Family : Crassulaceae

Text © Pietro Puccio


English translation by Mario Beltramini


The plant is native to central-southern Madagascar, where it grows at about 1.000 m of altitude in semi-desert areas.

The name of the genus is of uncertain origin, as it has not been specified by the author, Michel Adanson (1727-1806), after some, it comes from the Chinese name of one plant belonging to the genus; the species is honoured to the Russian botanist Boris Alexeevich Fedtschenko (1872-1947), who was director of the Saint Petersburg Botanical Garden.

Common names: amethyst scallops, aurora-borealis plant, lavender scallops, gray sedum, South American air plant (English); calancola (Italian); calanchoê, calanchoê-fantasma (Portuguese); calanchoe (Spanish).

The Kalanchoe fedtschenkoi Raym. Hamet & H. Perrier (1915) is a ramified perennial herbaceous plant with the non flowering stems more or less prostrate, succulent, perennial opposite leaves, obovate, 3-5 cm long and 1-3 cm broad, waxy, of bluish colour and reddish brown indented margins; by the time of blossoming the branch curves upwards rising up to about 40 cm.

The Kalanchoe fedtschenkoi may be cultivated in open air but feels the cold © Giuseppe Mazza

The Kalanchoe fedtschenkoi may be cultivated in open air but feels the cold © Giuseppe Mazza

Terminal inflorescences in winter-spring, 15-30 cm tall, carrying numerous campanulate and drooping flowers, with green-yellow calyx, 1,5-2 cm long, with triangular lobes; the orange-pink corolla is formed by a 2-2,5 cm long tube and four obovate, 0,5 cm long, lobes.

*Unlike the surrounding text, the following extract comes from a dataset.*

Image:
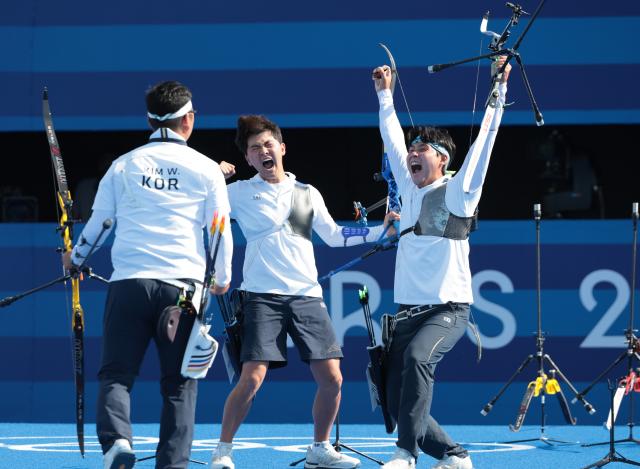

The flowering branch withers once the fructification is completed, but produces at the base one or two lateral prostrate sterile branches, 8-40 cm long, and rooting in the soil, also through the emission of robust and rigid aerial roots, which at the end will produce in their turn a flowering branch; in this way, with the time, the plant may remarkably expand. The fruits are follicles containing numerous tiny seeds. It reproduces by seed, cutting, easily also by leaf, division or by means of the plantlets which at times grow up at the base of the petiole. The plant can be cultivated in open air only in the zones with tropical, subtropical and, marginally, warm temperate climate; it is, in fact, rather sensitive to the cold, as it can resist, and only for a very short time, to temperatures as low as -3 °C.

It is to be placed in full sun, or, at most, in slight shade, on perfectly draining soils, possibly acidic or neutral, where it can resist also to long drought periods; it is suitable, due to the particular colour of the leaves, and even more due to the showy flowering, as soil cover in desert gardens in association with other succulents. It is often cultivated in pot by the lovers of succulents, at the maximum possible luminosity, and with temperatures which must not be less than 10 °C, utilizing substrata formed by soil and coarse sand, or agri-perlite, in equal parts; very diffused and appreciated is the variety ‘Marginata’ which has margins with cream coloured variegations.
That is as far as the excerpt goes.